The US Army Is Developing Cyborg Bugs

Sure, those hormone-induced super soldier ants from last week were scary, but their grand schemes for conquest would be limited to securing misplaced sugar cubes, long forgotten by their previous human owners. But cyborg bugs controlled by DARPA? Who wants to fight an army of dung beetles?

The project’s official name is the “Hybrid Insect Micro Electromechanical Systems”, or HI-MEMS, and its primary goal isn’t to take over your pantry with extreme prejudice, but to locate dangerous obstacles, such as mines, or locate hidden nuclear weapon caches.

HI-MEMS is currently at an experimental phase, but DARPA is willing to try anything, from “electrical muscle excitation” to bypassing muscles and hitting up neurons directly. The plan is to harness all the tools the insect has at its disposal — so instead of attaching tiny cameras to its back, its sensory organs and optics will be used, if possible. The interface will ultimately allow the insect’s movement to be controlled remotely, so it can safely — and inconspicuously — investigate whatever the military wants.

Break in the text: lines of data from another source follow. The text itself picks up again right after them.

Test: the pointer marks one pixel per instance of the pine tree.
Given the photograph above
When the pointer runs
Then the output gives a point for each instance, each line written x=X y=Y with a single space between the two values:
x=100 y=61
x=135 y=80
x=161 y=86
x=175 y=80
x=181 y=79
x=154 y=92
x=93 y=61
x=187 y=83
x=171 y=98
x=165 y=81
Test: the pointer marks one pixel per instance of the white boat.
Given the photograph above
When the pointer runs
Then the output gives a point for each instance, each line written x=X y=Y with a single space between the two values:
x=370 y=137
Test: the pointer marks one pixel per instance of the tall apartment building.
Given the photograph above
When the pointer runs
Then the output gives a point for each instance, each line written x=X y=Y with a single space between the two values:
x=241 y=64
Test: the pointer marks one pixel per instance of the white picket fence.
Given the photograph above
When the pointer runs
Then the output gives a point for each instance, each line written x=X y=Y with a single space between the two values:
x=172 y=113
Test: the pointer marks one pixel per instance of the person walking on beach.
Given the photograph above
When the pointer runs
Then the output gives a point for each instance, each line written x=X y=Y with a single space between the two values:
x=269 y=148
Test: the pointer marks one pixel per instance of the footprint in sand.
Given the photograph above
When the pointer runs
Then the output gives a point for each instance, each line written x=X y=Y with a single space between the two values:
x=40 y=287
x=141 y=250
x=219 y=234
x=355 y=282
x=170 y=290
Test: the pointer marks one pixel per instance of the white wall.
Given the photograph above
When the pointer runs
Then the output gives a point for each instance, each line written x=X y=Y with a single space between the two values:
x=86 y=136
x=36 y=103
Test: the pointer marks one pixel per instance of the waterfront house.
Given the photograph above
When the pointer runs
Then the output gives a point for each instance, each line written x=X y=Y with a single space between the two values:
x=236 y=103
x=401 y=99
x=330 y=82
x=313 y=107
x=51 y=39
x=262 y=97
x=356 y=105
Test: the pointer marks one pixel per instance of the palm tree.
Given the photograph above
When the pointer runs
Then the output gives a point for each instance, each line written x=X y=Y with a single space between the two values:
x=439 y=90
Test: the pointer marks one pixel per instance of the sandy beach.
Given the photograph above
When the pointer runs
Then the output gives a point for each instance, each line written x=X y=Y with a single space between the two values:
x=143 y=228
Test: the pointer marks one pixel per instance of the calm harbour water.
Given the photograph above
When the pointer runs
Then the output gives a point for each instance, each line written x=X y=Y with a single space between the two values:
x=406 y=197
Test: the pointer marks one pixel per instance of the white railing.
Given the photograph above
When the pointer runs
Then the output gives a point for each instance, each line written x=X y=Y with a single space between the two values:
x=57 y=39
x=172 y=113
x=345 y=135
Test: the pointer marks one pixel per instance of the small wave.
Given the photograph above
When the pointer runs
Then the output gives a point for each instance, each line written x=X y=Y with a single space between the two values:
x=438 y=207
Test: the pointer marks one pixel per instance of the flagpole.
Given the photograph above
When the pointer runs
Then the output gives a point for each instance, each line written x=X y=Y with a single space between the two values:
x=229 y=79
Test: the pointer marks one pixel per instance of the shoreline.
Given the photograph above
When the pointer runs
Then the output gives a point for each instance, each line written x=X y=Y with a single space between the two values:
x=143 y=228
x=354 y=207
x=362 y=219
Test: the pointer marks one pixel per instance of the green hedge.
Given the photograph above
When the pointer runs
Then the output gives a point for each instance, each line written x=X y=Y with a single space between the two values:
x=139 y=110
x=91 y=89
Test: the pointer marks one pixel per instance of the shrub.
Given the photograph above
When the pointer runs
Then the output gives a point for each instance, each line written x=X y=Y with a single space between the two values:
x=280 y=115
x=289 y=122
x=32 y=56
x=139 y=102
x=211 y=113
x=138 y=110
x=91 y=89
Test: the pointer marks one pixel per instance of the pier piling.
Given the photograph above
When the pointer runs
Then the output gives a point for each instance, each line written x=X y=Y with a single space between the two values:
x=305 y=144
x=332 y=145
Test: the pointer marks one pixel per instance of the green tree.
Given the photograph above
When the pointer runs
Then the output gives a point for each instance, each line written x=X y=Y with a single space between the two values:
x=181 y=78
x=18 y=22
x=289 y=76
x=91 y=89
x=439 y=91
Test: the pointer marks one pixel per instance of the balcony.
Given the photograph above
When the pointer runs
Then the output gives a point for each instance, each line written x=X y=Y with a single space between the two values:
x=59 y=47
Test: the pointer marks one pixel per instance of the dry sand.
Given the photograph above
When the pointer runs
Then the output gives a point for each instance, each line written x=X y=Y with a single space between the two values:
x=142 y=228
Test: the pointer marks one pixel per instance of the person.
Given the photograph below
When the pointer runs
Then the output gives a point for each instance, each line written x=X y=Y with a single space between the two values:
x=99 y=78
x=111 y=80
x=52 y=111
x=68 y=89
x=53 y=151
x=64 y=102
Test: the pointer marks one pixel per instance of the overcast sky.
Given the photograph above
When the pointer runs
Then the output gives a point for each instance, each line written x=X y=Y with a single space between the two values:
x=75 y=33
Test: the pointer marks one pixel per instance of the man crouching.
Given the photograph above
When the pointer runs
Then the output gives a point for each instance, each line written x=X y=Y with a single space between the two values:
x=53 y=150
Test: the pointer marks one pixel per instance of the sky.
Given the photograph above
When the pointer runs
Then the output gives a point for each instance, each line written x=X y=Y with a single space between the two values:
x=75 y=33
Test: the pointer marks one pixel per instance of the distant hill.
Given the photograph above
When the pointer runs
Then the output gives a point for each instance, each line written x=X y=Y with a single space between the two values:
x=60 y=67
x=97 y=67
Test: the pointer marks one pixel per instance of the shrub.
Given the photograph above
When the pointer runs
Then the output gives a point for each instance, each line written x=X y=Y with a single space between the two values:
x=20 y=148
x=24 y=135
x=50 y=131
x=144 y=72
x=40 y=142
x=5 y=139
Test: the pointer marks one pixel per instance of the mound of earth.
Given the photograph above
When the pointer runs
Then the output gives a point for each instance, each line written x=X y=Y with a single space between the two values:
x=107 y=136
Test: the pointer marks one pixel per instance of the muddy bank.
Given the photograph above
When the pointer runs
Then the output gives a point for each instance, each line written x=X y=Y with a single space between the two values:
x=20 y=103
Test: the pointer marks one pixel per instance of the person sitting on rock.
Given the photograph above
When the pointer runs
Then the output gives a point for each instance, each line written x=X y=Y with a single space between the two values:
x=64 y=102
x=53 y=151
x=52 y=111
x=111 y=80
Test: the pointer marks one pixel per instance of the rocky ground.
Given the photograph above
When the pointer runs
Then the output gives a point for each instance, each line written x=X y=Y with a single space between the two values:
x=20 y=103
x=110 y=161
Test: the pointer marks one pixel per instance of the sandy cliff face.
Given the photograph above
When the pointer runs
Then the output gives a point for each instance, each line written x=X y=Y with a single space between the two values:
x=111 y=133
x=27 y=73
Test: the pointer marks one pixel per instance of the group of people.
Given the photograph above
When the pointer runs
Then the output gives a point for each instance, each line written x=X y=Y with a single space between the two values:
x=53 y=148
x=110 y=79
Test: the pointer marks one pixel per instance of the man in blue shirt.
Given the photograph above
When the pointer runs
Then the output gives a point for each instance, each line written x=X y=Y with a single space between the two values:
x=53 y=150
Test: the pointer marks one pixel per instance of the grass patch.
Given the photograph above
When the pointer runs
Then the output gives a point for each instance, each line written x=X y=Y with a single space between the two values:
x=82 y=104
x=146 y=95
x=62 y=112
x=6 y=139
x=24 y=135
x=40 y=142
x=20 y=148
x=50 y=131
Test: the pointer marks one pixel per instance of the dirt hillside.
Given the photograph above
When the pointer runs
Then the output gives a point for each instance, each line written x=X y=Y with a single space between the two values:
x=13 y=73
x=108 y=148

How it all works reads like something out of a William Gibson novel, you know, if William Gibson had been Jiminy Cricket. Instead of chemical batteries, the system is powered by fat, nature’s preferred power source (after the sun, of course). Failing that, thermo-electric converters, piezoelectric generators and even “broadband energy scavengers” could see use. The technology itself is “tightly coupled” to the insect as it grows, with the idea being that as the little guy develops, it will create, and strengthen, the bonds between the electronics and organic tissue.

We’re so busy developing ablative armours and missile-destroying lasers, when it turns out we should be focusing our efforts on… bullet-proof fly screens? I’m not sure what will prepare us for the coming insect apocalypse.